Print Edition - 2015-03-07 | MONEY
Ban on outward investment to be removed
Mar 6, 2015-
The government is preparing to lift a 51-year-old ban on foreign investment by Nepalis by passing the Foreign Investment and Technology Transfer Act.
The Industry Ministry said that a draft law had been completed and that it was collecting inputs. The Nepali private sector has long been demanding that people should be allowed to invest abroad.
Nepalis are barred from transferring capital out of the country by Act Restricting Investment Abroad, 1964 which states that no one shall make any kind of investment abroad after the commencement of the act. The law states that violators will be fined an amount equal to the investment and/or jailed for up to six months.
Industry Minister Mahesh Basnet said that the new Foreign Investment and Technology Transfer Act would open the door for Nepalis to invest abroad. “As many Nepalis, particularly non-resident Nepalis and Nepali business houses, already have investments abroad, we should not be much conservative about allowing Nepalis to invest abroad,” he added.

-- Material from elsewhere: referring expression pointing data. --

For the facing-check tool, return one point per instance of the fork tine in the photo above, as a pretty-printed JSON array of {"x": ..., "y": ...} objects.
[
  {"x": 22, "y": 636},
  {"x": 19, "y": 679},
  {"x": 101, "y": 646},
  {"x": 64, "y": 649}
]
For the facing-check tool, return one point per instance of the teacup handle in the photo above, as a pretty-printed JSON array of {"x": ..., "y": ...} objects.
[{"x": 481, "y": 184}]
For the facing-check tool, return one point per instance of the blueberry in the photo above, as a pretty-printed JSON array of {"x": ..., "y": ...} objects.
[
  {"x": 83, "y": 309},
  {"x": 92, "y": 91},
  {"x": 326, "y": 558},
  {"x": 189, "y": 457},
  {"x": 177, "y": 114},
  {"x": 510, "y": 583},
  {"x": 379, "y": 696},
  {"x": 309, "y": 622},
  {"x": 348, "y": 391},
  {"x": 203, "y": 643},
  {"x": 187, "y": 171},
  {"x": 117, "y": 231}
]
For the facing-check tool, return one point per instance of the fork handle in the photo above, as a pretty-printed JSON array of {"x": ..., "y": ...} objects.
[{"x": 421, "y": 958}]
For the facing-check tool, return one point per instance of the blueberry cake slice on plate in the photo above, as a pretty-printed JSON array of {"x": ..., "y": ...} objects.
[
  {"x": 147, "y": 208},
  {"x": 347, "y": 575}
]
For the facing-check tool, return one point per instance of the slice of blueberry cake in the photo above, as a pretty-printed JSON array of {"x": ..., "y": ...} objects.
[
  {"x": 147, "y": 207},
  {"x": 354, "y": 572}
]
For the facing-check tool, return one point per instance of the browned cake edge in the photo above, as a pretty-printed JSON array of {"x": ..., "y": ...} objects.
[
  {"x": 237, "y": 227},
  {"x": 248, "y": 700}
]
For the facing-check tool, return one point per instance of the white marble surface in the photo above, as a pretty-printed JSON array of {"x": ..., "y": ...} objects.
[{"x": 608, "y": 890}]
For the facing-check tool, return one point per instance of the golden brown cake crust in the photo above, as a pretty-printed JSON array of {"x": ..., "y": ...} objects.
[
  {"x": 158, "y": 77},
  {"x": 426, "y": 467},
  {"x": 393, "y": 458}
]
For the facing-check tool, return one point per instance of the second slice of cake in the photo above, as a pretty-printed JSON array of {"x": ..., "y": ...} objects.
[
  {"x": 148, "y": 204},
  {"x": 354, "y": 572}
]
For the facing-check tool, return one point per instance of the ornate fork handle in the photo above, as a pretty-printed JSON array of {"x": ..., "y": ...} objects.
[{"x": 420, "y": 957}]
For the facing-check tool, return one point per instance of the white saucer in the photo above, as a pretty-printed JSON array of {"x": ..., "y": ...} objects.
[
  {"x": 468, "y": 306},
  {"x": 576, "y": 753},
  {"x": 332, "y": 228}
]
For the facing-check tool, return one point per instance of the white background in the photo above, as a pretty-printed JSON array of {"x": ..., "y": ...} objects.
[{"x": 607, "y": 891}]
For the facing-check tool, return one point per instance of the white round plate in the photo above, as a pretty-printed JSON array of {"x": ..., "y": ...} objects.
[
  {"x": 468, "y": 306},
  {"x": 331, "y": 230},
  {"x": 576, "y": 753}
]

The New Foreign Investment Policy introduced last week has mentioned reviewing the restriction on investing abroad. Based on that policy, the new act will open the door for Nepalis to invest in foreign countries, ministry officials said.
The foreign investment policy which was originally drafted in 2013 had included a provision that Nepalis would be allowed to invest up to $10 million abroad after obtaining the Nepal Rastra Bank’s (NRB) approval. The recently introduced policy has not specified any upper limit. Minister Basnet said that a detailed provision would be inserted in the act. When asked if the government would place an upper limit on foreign investments, he said that the ministry had received recommendations that no such ceiling be imposed. “We will decide the matter after making a wide consultation with stakeholders,” he said.
Regarding fears that the absence of a limit might drain the country’s foreign exchange reserves, Basnet said that the government would take such possibilities into account when finalizing the act.
According to the minister, the government has already started work on constituting the Foreign Investment Facilitation Centre of Nepal which will provide one-door service to foreign investors in Nepal besides coordinating and helping Nepalis to invest abroad.
“We have already started an organization and management survey for the purpose,” said Basnet. According to him, the ministry has planned to present the bill to the next session of Parliament.
Meanwhile, Senior Vice-President of the Confederation of Nepalese Industry (CNI) Hari Bhakta Sharma said that the government’s move was a welcome step, adding that allowing Nepali corporate houses to invest abroad would give them an opportunity to grow as global multinational companies.
“If we are not allowed to compete in the global market place, we will never learn global corporate practices and realize the potential of Nepali companies,” said Sharma. Regarding concerns of massive capital flight due to such a provision, Sharma said that the government could fix certain conditions allowing only companies earning a profit and those that have paid taxes to invest abroad.